A non-negligible constraint of the EM algorithm is the running-time performance. Indeed, this algorithm is based on multiple iterations with a linear complexity. Therefore, its performance decreases with increments in the input data. Hence, we attempted to limit the number of miRNAs involved in the computation to those that are more likely to be truly significant. To achieve this, we have implemented HP as an initial filtering criterion. Here, the HP is applied to each miRNA, in order to test whether the number of predicted miRNA’s targets are over-represented within the gene-set. Based on the user HP p-value threshold, miREM selects only significant miRNAs and proceeds to the EM step. Where only one miRNA signature is significantly predicted by the HP, no EM is involved.

Classification of miRNA predictions

miRNAs that share similar seed regions are likely to target similar genes. As such, these miRNAs are likely to be co-predicted. In order to identify duplicated predictions, we have implemented a module to cluster miRNAs according to their levels of homology. This classification is done by multiple alignments of miRNA seed sequences using Muscle [22], followed by the generation of a dendrogram computed by PhyML [23] and displayed by jsPhyloSVG [24].

Availability and requirements

miREM webportal is freely available and can be accessed online at https://bioinfo-csi.nus.edu.sg/mirem2/.

Results

We have developed miREM, an HP-EM-based program designed to predict miRNA activities from a gene list. miREM’s web server incorporates a large compendium of human/mouse miRNA-target prediction databases and provides rich output results facilitating prioritization and interpretation of predicted results.

To test miREM performance, we benchmarked miREM predictions against CORNA [7], GeneSet2MiRNA [8], ChemiRs [9], and Sylamer [10] results using several datasets with known miRNA activities. These are detailed in three case studies as follows:

Case study 1: knock-in miRNA experiments

We used two RNAseq expression datasets from miR-155 and miR-1 knock-in experiments in U2OS cells, respectively [25]. In these experiments, we used a gene-set of repressed genes as input (Additional file 3: Table S2) and ran miREM, CORNA, GeneSet2MiRNA and ChemiRs (Table 2 and Additional file 4: Table S3; for Sylamer, whole gene list ranked by fold change was input). miREM has predicted involving miRNAs correctly, with hsa-miR-155-5p and hsa-miR-1-3p ranked at the first and third positions respectively. Similarly, other four tools, namely CORNA, GeneSet2MiRNA, ChemiRs and Sylamer, showed satisfactory predicting performances whereby both miRNAs involved in the experiments were accurately identified (Table 2 and Additional file 4: Table S3).

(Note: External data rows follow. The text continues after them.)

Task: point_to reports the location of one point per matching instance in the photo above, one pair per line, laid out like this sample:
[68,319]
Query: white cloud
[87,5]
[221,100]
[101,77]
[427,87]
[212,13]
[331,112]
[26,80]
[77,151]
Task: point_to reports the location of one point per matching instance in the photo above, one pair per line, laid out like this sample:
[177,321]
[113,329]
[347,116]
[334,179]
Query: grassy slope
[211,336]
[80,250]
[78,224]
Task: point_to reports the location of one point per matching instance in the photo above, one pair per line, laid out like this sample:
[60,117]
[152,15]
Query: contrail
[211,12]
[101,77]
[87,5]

Table 2 Performance of five miRNA prediction tools using two single miRNA knock-in and one miR-144/451 double knock-out experiments

Full size table

Case study 2: double knock-out miRNA experiment

In addition, we analyzed a microarray dataset derived from a miRNA double knock-out experiment [26]. Up-regulated genes from CD71 ⁺/Ter119 ⁺/FSC ^high bone marrow cells in miR-144/451 ^−/−mice in comparison with wild-type controls (Additional file 3: Table S2) were input into miREM, CORNA and GeneSet2MiRNA (ChemiRs was excluded from this test as it provides only human miRNA-target databases; for Sylamer, the input gene list was whole gene list ranked by fold change). miREM ranked mmu-miR-144-3p and mmu-miR-451a in the first and second positions respectively. However, no prediction results were available for CORNA and GeneSet2MiRNA when p-value threshold was set as 0.01; even if less stringent p-value filtering was applied (p-value threshold equals to 0.05), only mmu-miR-144 was predicted for both tools (Table 2 and Additional file 4: Table S3). For Sylamer, only mmu-miR-144 was in the result (Table 2 and Additional file 4: Table S3).

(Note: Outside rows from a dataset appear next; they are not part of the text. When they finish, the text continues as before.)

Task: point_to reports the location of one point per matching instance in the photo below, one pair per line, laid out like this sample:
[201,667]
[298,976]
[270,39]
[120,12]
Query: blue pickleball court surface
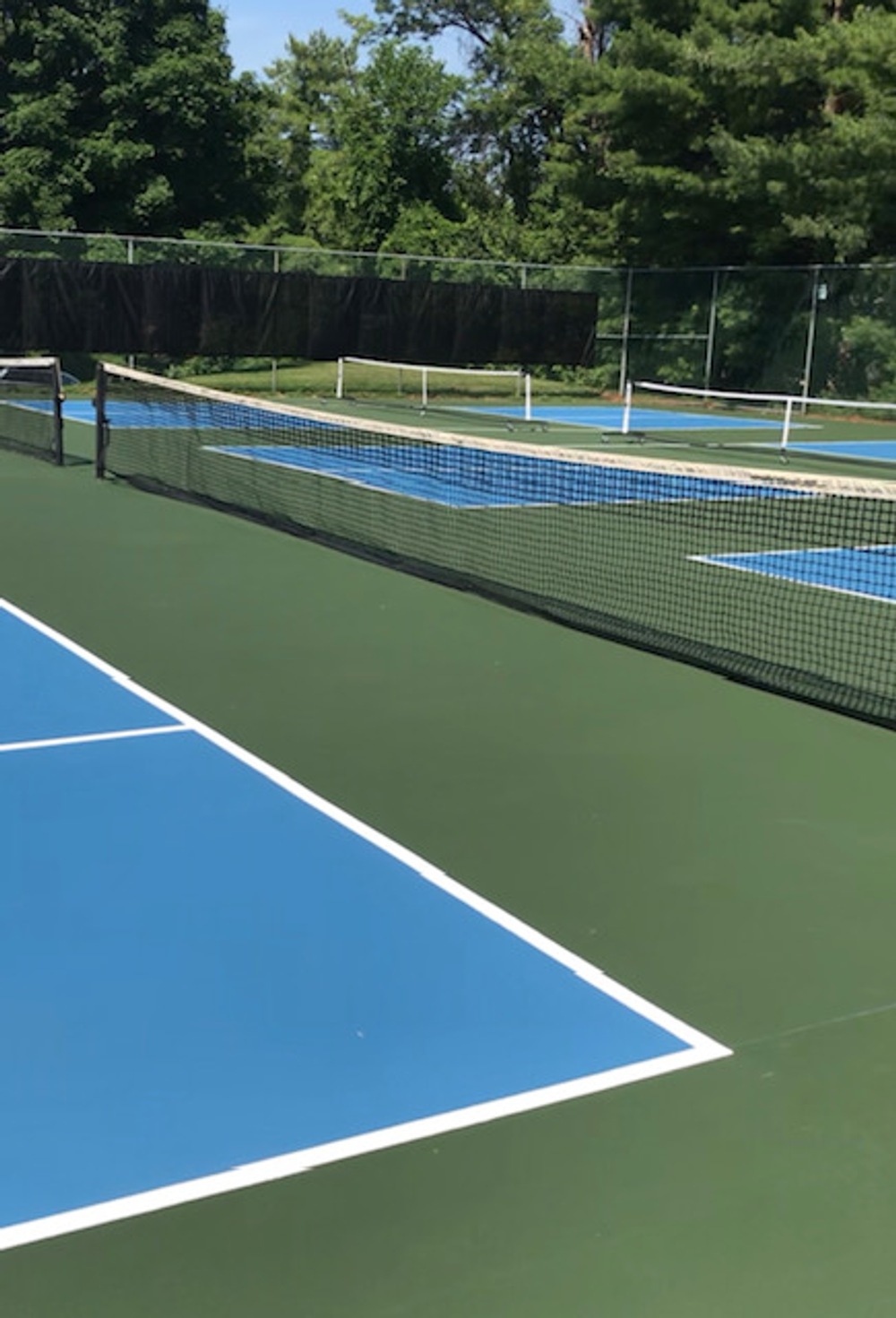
[465,476]
[207,968]
[861,450]
[867,571]
[610,418]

Case study 3: double knock-out miRNA experiment

Finally, we compared miREM’s prediciton performance in a miR-181a1/181b1 double knock-out experiment [27] with other tools. In miREM, loose criterion in HP filtering step (p-value threshold = 0.01) resulted in a long list of miRNA candidates. Hence, a more stringent screening setting was applied in HP step (p-value threshold = 0.0001). Again, miREM is the only tool which is able to predict both involving miRNAs, with mmu-miR-181b-5p and mmu-miR-181a-5p ranked in first and fourth positions out of total four predictions respectively. Nonetheless, only mmu-miR-181b was predicted by GeneSet2MiRNA while no results were obtained for CORNA and Sylamer (Table 3 and Additional file 4: Table S3).

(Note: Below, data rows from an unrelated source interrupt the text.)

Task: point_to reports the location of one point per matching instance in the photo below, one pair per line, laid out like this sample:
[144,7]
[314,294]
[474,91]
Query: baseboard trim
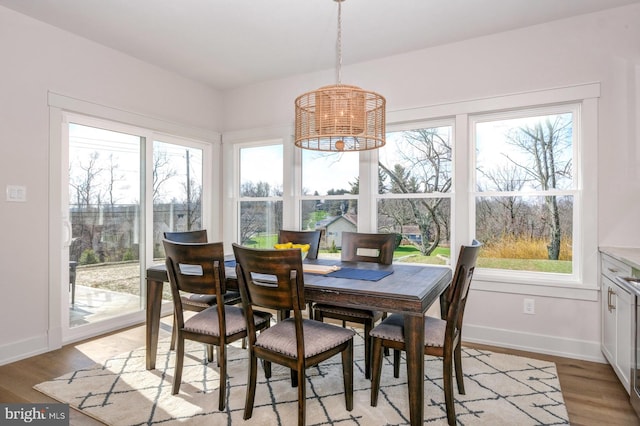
[531,342]
[15,351]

Table 3 Performance of five miRNA prediction tools using a miR-181a1/b1 double knock-out experiment

Full size table

Impact of miRNA databases vs algorithms

Integration of EM algorithm with HP test contributes to miREM’s better prediction performance. In order to test the algorithm implemented in miREM while ruling out database bias, we compared the performances of miREM and CORNA (the rest of the test programs were web-server based and could not be modified) on miR-144/451 double knock-out assay using same miRNA-mRNA interaction database (miRanda mouse conserved miRNA database August 2010 release). miREM ranked miR-144 and miR-451 as first and second predictions respectively in its result, whereas 17 miRNAs were predicted by CORNA, among which miR-144 was ranked first while miR-451 ranked 5th (Additional file 5: Table S4). Hence, introduction of EM into miRNA prediction allowed us to better rank candidate miRNAs. Furthermore, the prediction result by miREM was relatively robust. We tested miREM’s performances using different HP p-value thresholds and EM convergence parameters given the down-regulated gene list from hsa-miR-155 knock-in experiment. hsa-miR-155-5p remained the first-ranked candidate in various prediction settings (Additional file 6: Table S5).

Conclusion

The combination of HP and EM algorithm coupled with a large miRNA-target compendium of databases makes miREM a tool of choice to predict and prioritize miRNAs from a given gene list. Programs like miREM rely on miRNA databases, which can be a source of bias, particularly for uncommon miRNAs processed by the Ago2 endonuclease [28], an alternative mechanism independent to Dicer. Therefore, there is still room for improving target predictions by a better characerization of miRNA targets. Overall, we have demonstrated that miREM’s prediction performance is either similar or better than existing programs such as CORNA, GeneSet2MiRNA, ChemiRs and Sylamer.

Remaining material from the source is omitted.